En un an, son pari crypto a déjà rapporté plus de 10 millions $ au magazine Time

Voilà un groupe de presse qui a manifestement le sens des affaires. Et qui est parvenu à tirer profit -littéralement- des technologies blockchain.

Pari gagnant ? Pari payant sur la première année en tout cas. Quatorze mois après le lancement de son premier NFT, le Time a vendu plus de 20.000 de ces actifs numériques qui ont rapporté à l’éditeur plus de 10 millions de dollars de bénéfice, explique le site spécialisé Digiday.

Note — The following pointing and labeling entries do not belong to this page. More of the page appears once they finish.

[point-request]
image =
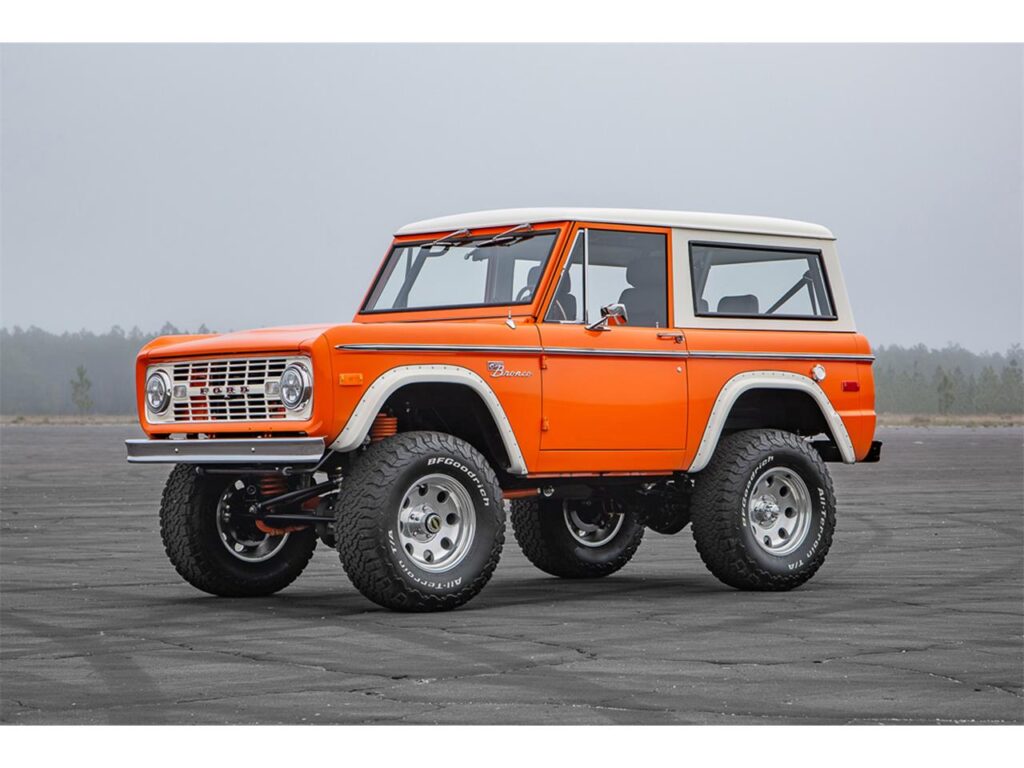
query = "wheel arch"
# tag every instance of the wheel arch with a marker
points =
(775, 385)
(408, 381)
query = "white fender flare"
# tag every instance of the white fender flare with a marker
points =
(386, 384)
(768, 380)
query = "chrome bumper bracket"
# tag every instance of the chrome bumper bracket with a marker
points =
(219, 451)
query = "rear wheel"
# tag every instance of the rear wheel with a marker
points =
(420, 522)
(576, 539)
(218, 550)
(764, 511)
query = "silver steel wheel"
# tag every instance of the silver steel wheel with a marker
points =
(779, 511)
(240, 536)
(436, 522)
(592, 528)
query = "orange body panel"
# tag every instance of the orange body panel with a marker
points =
(579, 401)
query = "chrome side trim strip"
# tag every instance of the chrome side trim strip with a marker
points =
(221, 451)
(438, 348)
(587, 352)
(508, 349)
(781, 355)
(768, 380)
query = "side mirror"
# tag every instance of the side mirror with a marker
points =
(611, 314)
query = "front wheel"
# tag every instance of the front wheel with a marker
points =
(420, 522)
(764, 511)
(576, 539)
(220, 551)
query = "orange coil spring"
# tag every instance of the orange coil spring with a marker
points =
(272, 485)
(384, 426)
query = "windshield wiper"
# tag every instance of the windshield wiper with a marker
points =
(506, 238)
(444, 241)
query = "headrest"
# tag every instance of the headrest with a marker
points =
(534, 275)
(646, 271)
(564, 284)
(745, 304)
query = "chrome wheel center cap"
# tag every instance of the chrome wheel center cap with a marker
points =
(421, 522)
(765, 510)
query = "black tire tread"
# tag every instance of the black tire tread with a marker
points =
(364, 494)
(181, 503)
(548, 554)
(717, 526)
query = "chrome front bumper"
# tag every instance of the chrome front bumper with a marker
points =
(242, 451)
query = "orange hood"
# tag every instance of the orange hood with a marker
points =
(285, 339)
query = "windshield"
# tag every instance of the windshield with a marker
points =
(462, 272)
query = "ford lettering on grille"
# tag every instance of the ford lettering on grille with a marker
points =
(229, 390)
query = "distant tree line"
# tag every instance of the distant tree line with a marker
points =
(71, 373)
(82, 372)
(952, 380)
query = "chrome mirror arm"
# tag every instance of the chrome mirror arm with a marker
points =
(614, 311)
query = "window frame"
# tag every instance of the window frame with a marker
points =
(383, 273)
(585, 227)
(761, 316)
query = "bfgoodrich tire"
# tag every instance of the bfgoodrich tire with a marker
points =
(576, 539)
(764, 511)
(217, 554)
(420, 522)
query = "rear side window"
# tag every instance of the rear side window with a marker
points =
(745, 282)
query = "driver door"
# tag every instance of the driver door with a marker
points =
(615, 387)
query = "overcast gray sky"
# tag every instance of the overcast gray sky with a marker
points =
(252, 185)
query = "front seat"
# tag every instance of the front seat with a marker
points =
(645, 302)
(564, 299)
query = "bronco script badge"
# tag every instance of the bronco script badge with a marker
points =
(498, 371)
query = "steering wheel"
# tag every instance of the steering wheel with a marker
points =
(524, 294)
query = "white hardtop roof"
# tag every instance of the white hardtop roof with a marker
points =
(721, 222)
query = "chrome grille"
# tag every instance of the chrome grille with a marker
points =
(227, 390)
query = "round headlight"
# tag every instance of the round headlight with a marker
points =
(296, 386)
(158, 392)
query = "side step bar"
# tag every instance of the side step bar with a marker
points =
(829, 453)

Percevant des redevances sur chaque revente, même en dehors de son écosystème, le Time a vu la vie de ses NFT sur le marché secondaire totaliser quelque 50 millions de dollars. Une performance qui détonne à côté du flop monumental du NFT du tout premier tweet. Lors de sa revente, l’enchère la plus élevée atteignait 277 dollars, soit dix mille fois moins que le produit de la vente initiale (2,9 millions $).

Le groupe d’édition dispose de plus d’une source de revenus liés à la blockchain. Deux annonceurs, les sociétés d’investissement crypto Grayscale et Galaxy Digital, ont dépensé plus d’un million de dollars, respectivement en bitcoin et en ether.

Le web3 comme porte d’entrée

Cette croissance des revenus ne s’est pas faite sans coût ni leçon. Les porteurs du projet croyaient naïvement qu’ils allaient être inclusifs, ouvert à tout à chacun. Ce qui s’est soldé par une guerre de frais (gas war) et des raids de bots. Depuis, le service IT du Time a appris à améliorer la sécurité du produit et reparamétré le système pour augmenter les chances de participation aux drops de NFT pour chacun.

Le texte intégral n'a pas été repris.